Gasta, mas fala diferente

“É proibido gastar.”

Tendo sido empossado como presidente em exercício, José Sarney leu o discurso preparado por Tancredo Neves para a primeira reunião ministerial do novo governo, em 19/03/1985. Ficou para a história a frase “é proibido gastar”, supostamente indicando um governo austero. No entanto, lendo o parágrafo anterior, podemos observar que a ordem valeria enquanto os ministros não fizessem um diagnóstico em suas pastas, de modo a identificar investimentos com o objetivo de promover o “desenvolvimento econômico com a geração de empregos”.

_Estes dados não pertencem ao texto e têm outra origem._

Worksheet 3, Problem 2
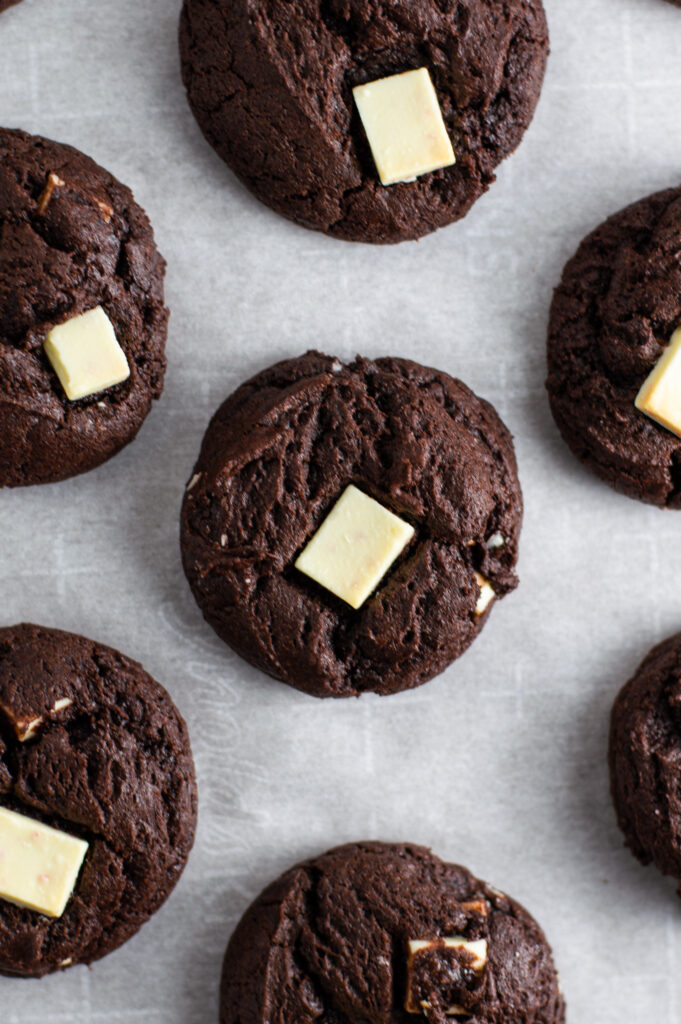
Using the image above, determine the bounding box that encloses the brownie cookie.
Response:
[0,129,168,486]
[0,625,197,977]
[181,352,522,697]
[609,633,681,895]
[220,843,565,1024]
[180,0,548,243]
[547,188,681,508]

Lula segue a tradição. Mas, em tempos de redes sociais, aggiorna a mensagem. No melhor estilo “vendedor de curso on line”, pede para os ministros trocarem a palavra “gasto” por “investimento”. Assim, o “é proibido gastar” se torna “é proibido usar a palavra gastar”. O efeito final é o mesmo. Afinal, que ministro admitiria que seus gastos não são “investimento”? Isso vale tanto para 1985 quanto para 2023.

Tancredo, no entanto, encontrou um quadro bem diferente do que temos hoje, em termos de transparência das contas públicas. Tendo que lidar com uma inflação anual de 3 dígitos e verdadeiras máquinas paralelas de impressão de dinheiro, como o Banco do Brasil e os bancos estaduais, Tancredo não tinha como saber o buraco em que se metera. Lula não tem essa desculpa. Depois de décadas de reformas, sabemos, com razoável precisão, de onde vem e para onde vai o dinheiro público. Se o “investir” de Tancredo precisava ser antecedido por um diagnóstico financeiro de suas pastas por parte dos ministros, no caso de Lula, o diagnóstico já está feito. Em ambos os casos, no entanto, o “investimento para gerar o desenvolvimento” sempre se justifica.

O “é proibido usar a palavra gastar” de Lula nos dá a impressão de que andamos em círculos nesses últimos 40 anos, sempre em busca do “investimento que gerará o desenvolvimento”. A julgar pela perda de relevância do nosso PIB em relação ao PIB global nesse período, não se trata só de uma impressão.

Coincidências

No dia 20/03/85, o então presidente Tancredo Neves foi submetido a uma 2a cirurgia de emergência, para retirar “aderências” do intestino delgado.

Coincidentemente, no último dia 12, Bolsonaro também passou por uma 2a cirurgia de emergência, para retirar “aderências” do intestino delgado.

Espero, com toda sinceridade do mundo, que as coincidências parem por aí.

Tancredo e Bolsonaro

Fui assistir hoje “Tancredo: o paciente”. O filme retrata os últimos dias de Tancredo Neves no hospital, desde a sua internação até a sua morte, em 21/04/1985. O filme é muito bom, tem ótimo ritmo e excelentes interpretações. Vale muito a pena, principalmente para nós que vivemos aqueles tempos.

Grande parte da trama se dá em torno da tentativa de esconder do país o verdadeiro estado do presidente eleito. Não sei porque, lembrei-me de Bolsonaro.